I’m hoping to share some of their successes this year, not just their mistakes, though I don’t think there’s much portfolio overlap. (Indeed, just sold Bioventix, BVXP today).

I did feel there was a shared optimism, which is promising for the year ahead.

Good luck to all for 2021.



Thanks for an excellent summary of the chat. I was interested that none of them, apart from LB, used platforms which raises the question of how to find a broker who knows a lot about small caps. David Stredder made the rather sensible point that if one were to fall off the perch suddenly, then having a broker who knows about your portfolio would be of great help to the rest of the family who have to sort out things afterwards.

Thanks also to RogerG for the tip about how Lord Lee’s portfolio is listed in the House of Lord’s registry of members’ interests. Had a quick look and it seems pretty up to date and includes notes on the sale of his stakes in Christie Group (Feb 2020) and Gooch and Housego (Aug 2020).

Re: Lord Lee. I was interested to note that in July he reported a 4.72% stake in Air Partners. I was surprised by the size of his stake which must be worth around £2m. So far it does not seem to have been one of his best bets.


Yes, the phone broking was interesting. I always disliked the phone to deal (back in the 90s) as I always felt the broker was smirking when I gave my order (‘you’re buying what?!’) :slight_smile: . I very much prefer to deal online and build stakes that way, even with multiple orders over days/weeks. But maybe I will change my mind when I start to issue notifiable RNSs like the three guest investors. I have no idea where you would start to find a small-cap broker. I suppose the likes of Charles Stanley could help?

I have not really followed Lord Lee’s portfolio too closely, but he did stress he liked smaller companies, with management owning large shareholdings and preferred to keep things simple. So getting involved in Aviva was surprising. Clearly he likes to mix his smaller companies with large-cap high-yielders. Here is his HoL members’ interest entry. Some old-style businesses there.

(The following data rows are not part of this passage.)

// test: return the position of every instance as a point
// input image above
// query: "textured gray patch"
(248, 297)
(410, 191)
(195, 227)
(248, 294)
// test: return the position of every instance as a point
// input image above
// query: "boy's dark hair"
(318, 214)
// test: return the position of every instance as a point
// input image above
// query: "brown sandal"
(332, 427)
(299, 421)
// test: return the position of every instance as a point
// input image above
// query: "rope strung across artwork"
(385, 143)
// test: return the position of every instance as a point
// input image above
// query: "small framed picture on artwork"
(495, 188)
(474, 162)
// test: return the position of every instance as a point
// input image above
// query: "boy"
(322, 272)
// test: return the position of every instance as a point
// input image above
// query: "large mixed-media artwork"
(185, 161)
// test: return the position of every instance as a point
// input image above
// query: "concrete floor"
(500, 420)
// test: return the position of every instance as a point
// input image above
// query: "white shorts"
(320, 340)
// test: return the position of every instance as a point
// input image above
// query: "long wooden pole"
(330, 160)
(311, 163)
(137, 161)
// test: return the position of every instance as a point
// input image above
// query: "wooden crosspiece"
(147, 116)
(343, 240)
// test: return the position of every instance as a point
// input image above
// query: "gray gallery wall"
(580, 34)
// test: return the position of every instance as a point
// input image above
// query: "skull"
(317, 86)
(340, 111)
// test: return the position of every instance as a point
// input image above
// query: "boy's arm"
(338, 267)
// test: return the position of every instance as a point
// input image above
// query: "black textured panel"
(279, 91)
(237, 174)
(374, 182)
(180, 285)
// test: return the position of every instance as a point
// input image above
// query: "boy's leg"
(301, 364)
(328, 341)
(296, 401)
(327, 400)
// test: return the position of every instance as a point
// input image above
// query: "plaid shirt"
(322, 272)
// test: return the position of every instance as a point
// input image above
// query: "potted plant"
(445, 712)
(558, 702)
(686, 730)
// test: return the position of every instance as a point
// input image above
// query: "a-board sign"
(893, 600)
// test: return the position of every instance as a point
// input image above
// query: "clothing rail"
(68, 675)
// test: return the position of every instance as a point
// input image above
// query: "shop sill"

Thanks for feedback and link to Lord Lee’s holdings. Regarding the scepticism to participating in private equity backed IPOs I thought the latest blog from Neil Collins, a former Daily Telegraph city editor, covered the subject well especially when it comes to the Doc Martens IPO.

(Putting the boot in | neilcollinsxxx)

Neil, a veteran City editor with a good nose for the stockmarket, used to write a weekly column for Saturday’s FT but was dropped more than a year ago. He still writes a free weekly blog on city/investment matters which is worth following.